Le montant de la réduction actuelle des cotisations patronales au niveau du SMIC, toutes branches confondues, est cependant déjà plus important que le montant des cotisations versées aux branches famille et maladie. Il le serait encore plus si le CICE était remplacé par un nouvel allègement des cotisations sociales.
Une solution pourrait être de maintenir les cotisations aux autres branches à leur taux normal et de rembourser aux entreprises l’écart entre le montant souhaité de l’allègement de cotisation et le montant des cotisations dues aux branches maladie et famille. Ce remboursement prendrait la forme d’un « crédit de cotisations » et non d’un « crédit d’impôt » pour avoir un impact rapide sur la trésorerie des entreprises. Ce crédit de cotisation pourrait en effet être remboursé chaque mois sur la base de la déclaration sociale nominative où figurent déjà toutes les informations nécessaires. Les URSSAF n’ont certes pas l’habitude de verser de l’argent aux entreprises, mais il n’y a aucune raison technique pour qu’elles ne puissent pas le faire[4].

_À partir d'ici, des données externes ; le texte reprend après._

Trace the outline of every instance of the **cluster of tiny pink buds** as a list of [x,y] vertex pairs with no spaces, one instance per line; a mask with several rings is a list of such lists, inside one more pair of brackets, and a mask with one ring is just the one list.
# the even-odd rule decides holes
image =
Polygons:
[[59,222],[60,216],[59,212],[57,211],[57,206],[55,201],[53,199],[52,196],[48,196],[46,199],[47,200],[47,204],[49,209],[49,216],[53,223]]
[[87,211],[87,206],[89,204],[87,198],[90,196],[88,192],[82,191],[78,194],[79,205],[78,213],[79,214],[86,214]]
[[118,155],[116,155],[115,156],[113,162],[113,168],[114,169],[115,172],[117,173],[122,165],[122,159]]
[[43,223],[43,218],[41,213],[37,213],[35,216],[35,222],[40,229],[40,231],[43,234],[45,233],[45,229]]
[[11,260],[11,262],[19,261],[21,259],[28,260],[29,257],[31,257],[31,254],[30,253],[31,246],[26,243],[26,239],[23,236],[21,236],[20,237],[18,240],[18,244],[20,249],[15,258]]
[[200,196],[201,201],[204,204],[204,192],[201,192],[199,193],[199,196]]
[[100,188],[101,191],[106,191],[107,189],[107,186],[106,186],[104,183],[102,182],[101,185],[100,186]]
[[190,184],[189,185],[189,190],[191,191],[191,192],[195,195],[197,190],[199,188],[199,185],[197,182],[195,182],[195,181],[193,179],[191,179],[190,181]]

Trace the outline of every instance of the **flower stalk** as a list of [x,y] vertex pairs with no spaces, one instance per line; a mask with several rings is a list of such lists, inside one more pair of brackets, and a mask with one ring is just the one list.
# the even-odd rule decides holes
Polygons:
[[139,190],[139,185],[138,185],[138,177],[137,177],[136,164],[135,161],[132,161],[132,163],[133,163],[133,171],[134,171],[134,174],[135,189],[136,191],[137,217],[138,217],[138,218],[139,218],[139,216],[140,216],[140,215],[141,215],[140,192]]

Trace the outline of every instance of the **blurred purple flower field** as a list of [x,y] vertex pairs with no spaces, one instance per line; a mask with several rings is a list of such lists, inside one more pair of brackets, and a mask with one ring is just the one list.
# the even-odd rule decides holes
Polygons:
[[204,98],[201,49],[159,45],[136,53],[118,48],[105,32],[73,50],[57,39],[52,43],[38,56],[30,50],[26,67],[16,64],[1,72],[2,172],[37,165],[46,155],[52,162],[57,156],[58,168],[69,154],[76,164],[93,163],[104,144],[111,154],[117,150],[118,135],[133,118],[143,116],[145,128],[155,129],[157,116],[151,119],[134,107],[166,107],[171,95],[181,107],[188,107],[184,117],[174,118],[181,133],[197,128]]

Les pertes de recettes des branches famille et maladie, qui supporteraient ainsi la totalité du coût des allègements de charges, seraient compensées par le transfert d’une part des impôts prélevés par l’Etat (des recettes fiscales leur sont déjà affectées). L’Etat ayant plus de légitimité que les partenaires sociaux pour gérer les risques maladie et famille[5], il doit pouvoir fixer lui-même les modalités de cette compensation financière.
[1] Le taux du CICE sur les salaires de 2013 était de 4 %. Il a été porté à 6 % sur ceux de 2014.
[2] En comptabilité nationale, le CICE est comptabilisé au moment où la créance des entreprises sur l’Etat est constatée, donc en principe en mai N+1 s’agissant des salaires de N. Toutefois, les grandes entreprises qui ne peuvent pas le déduire de l’impôt dû et qui doivent attendre N+4 pour se faire rembourser cette créance peuvent la déclarer pendant les années N+1 à N+3. Le coût du CICE sur les salaires de 2013 est donc étalé sur les années 2014 à 2016.
[3] Même si le CICE sur les salaires de 2017 pourrait entraîner des coûts en comptabilité nationale jusqu’à 2020.
[4] Pour limiter ces versements, si les URSSAF ne veulent pas les assurer, le crédit de cotisation pourrait être en partie imputé sur les cotisations salariales payées par les entreprises aux URSSAF pour le compte de leurs salariés, sans qu’il soit remboursé par les entreprises aux salariés puisqu’il s’agit de diminuer le coût du travail pour les entreprises.
[5] S’agissant de la famille, il prend déjà lui-même toutes les décisions importantes.